L’herbier du Département de sciences biologiques a une réputation internationale. Il compte de nombreux spécimens rares, dont les 8000 plantes que le frère Marie-Victorin a ramenées de Cuba. Il comprend aussi celles qu’Ernest Rouleau, son successeur à la tête de l’herbier, a rapportées de Terre-Neuve, les cypéracées de Marcel Raymond et les bryophytes de James Kucyniak, tous deux botanistes réputés du Jardin botanique de Montréal, et la collection personnelle de l’écologiste Pierre Dansereau.

Constituée au fil des ans par les botanistes de l’Université ou par des dons faits à l’établissement, la collection est rarement montrée au grand public. Mais les étudiants et les chercheurs de l’UdeM et d’ailleurs y ont accès et peuvent s’en servir comme objet d’enseignement, de recherche et de référence. «L’herbier sert à la recherche et à l’enseignement, résume Luc Brouillet. À chaque trimestre, au moins une dizaine d’étudiants en biologie des cycles supérieurs viennent consulter la collection.»

Des dons très appréciés

Le professeur et conservateur de l’herbier Marie-Victorin se réjouit du don récent effectué par l’Université de Sherbrooke à l’UdeM. «Des dons de cette ampleur d’un établissement qui décide de ne plus s’en occuper, ça n’arrive pas souvent», dit-il. N’empêche que des collections orphelines, l’IRBV en a beaucoup reçu de collèges et d’écoles qui ont fermé leurs portes ou qui n’entretiennent plus ces collections des sciences naturelles. D’autres fois, les collections universitaires sont léguées faute d’espace ou de chercheurs dans le domaine.
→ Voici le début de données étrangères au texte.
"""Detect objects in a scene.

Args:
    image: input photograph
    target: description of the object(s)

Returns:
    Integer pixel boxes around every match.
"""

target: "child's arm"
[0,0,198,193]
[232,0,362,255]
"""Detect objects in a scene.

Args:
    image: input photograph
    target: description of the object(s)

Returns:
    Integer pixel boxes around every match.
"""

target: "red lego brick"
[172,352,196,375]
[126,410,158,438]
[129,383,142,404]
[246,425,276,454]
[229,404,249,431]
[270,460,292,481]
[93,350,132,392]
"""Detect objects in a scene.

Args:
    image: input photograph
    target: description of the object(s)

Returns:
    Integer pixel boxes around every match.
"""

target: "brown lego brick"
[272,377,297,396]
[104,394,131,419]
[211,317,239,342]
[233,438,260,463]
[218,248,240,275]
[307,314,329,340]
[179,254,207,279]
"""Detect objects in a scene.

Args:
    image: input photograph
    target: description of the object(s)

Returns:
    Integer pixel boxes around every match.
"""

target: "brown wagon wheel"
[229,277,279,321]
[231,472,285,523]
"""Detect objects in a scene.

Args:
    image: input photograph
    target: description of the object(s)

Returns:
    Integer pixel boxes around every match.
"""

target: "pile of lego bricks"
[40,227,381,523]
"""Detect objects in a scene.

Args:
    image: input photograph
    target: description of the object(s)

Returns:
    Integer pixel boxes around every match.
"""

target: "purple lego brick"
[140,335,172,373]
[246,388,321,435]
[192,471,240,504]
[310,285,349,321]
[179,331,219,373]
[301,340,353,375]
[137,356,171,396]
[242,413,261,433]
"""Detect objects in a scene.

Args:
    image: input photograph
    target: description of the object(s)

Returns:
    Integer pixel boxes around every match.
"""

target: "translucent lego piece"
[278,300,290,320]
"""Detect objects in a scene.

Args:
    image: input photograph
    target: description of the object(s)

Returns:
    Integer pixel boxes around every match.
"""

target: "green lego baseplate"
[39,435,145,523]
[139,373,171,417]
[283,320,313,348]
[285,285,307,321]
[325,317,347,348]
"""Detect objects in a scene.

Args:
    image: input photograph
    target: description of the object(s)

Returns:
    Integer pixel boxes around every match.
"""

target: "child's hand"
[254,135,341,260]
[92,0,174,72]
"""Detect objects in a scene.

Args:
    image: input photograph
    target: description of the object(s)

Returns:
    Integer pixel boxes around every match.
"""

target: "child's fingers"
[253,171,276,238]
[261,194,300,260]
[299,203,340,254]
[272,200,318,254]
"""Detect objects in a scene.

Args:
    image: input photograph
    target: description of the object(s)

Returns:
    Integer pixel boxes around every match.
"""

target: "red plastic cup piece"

C’est ainsi qu’en 1985 l’Université du Québec à Montréal a fait un don à l’UdeM d’environ 10 000 spécimens de plantes. Le Service de la faune et des parcs du Québec a fait de même en 1996. Plus récemment, le don de l’Université de Sherbrooke a permis d’enrichir la collection d’environ 75 000 plantes vasculaires.

Pour le plus grand plaisir des chercheurs et de la communauté scientifique, qui ont ainsi un meilleur accès aux spécimens.